Con el paso de los años empezamos a vivir con prisa, estrés y preocupaciones. Sin darnos cuenta levantamos los hombros, apretamos el abdomen y hacemos respiraciones cada vez más cortas. El problema no es que no sepamos respirar. El problema es que hemos olvidado cómo hacerlo de manera espontánea.

En Tai Chi y Qi Gong existe una idea muy sencilla: la respiración correcta no se fuerza; aparece cuando el cuerpo deja de luchar contra sí mismo.

Por eso muchas personas se frustran.

Intentan controlar el aire con tanta intensidad que terminan respirando peor.

Es como intentar dormir obligándote a dormir.

Mientras más esfuerzo haces, más difícil resulta.

La respiración natural funciona diferente.

Cuando relajas la mandíbula, aflojas los hombros, permites que el abdomen se mueva libremente y dejas que el aire entre por sí solo, el cuerpo recupera un ritmo que siempre ha sabido hacer.

La ciencia también respalda la importancia de una respiración tranquila. Respirar lentamente y sin tensión favorece la activación del sistema nervioso parasimpático, conocido como el sistema de “descanso y recuperación”. Es el que ayuda a disminuir la respuesta de estrés, facilita la relajación y mejora la sensación de bienestar.

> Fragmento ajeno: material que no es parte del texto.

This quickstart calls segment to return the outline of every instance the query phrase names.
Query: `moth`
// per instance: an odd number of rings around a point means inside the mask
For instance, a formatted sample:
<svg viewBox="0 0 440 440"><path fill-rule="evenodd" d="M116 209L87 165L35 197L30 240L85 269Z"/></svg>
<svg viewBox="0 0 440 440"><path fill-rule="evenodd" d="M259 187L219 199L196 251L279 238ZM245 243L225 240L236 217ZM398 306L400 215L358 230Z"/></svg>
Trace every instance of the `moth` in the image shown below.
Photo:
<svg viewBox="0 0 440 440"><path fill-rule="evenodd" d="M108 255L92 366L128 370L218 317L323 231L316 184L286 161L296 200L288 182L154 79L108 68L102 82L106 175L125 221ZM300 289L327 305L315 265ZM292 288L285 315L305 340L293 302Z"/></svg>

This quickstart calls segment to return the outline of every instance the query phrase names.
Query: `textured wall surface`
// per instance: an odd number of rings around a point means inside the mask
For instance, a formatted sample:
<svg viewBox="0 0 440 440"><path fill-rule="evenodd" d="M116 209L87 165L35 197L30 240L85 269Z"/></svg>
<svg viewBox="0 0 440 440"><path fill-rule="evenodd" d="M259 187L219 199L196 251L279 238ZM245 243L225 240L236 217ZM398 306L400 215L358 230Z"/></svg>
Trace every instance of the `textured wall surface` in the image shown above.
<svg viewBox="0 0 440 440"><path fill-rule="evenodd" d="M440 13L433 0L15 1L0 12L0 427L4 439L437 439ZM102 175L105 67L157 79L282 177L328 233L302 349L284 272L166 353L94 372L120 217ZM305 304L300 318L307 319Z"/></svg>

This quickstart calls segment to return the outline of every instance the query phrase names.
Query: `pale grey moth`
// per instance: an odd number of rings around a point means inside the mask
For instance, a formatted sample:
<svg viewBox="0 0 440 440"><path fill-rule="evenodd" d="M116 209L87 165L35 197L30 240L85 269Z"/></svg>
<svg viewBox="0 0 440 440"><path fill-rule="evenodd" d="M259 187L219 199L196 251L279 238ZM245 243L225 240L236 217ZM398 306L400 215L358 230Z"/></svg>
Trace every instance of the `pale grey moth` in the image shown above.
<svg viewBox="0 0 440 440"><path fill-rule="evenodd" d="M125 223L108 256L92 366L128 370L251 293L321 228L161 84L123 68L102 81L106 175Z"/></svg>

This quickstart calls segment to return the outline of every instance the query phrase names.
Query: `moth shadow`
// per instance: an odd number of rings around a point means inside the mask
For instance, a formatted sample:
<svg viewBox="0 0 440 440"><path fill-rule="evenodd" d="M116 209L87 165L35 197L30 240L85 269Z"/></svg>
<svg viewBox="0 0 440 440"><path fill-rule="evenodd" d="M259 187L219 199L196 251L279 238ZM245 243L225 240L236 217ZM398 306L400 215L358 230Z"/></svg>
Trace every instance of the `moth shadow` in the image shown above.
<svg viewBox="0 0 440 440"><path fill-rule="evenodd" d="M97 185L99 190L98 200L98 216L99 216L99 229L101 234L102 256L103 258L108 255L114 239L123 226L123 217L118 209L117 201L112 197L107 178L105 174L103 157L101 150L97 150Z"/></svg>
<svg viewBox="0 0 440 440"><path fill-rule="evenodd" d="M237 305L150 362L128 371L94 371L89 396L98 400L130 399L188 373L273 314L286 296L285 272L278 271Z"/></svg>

Entonces, ¿significa que las técnicas de respiración no sirven?

Claro que sirven.

Son herramientas.

Pero una herramienta nunca debe sustituir aquello que la naturaleza ya diseñó para funcionar.

Primero recupera tu respiración natural.

Después, si una técnica puede ayudarte en un objetivo específico, úsala.

No al revés.

Hoy te propongo algo muy sencillo.

Durante un minuto deja de intentar respirar “bien”.

Solo observa cómo entra y sale el aire.

Sin corregir.

Sin contar.

Sin competir contigo.

Quizá descubras que tu cuerpo siempre supo respirar… y solo estaba esperando que dejaras de interrumpirlo.

¿Hace cuánto no dejas que tu respiración haga aquello para lo que fue creada?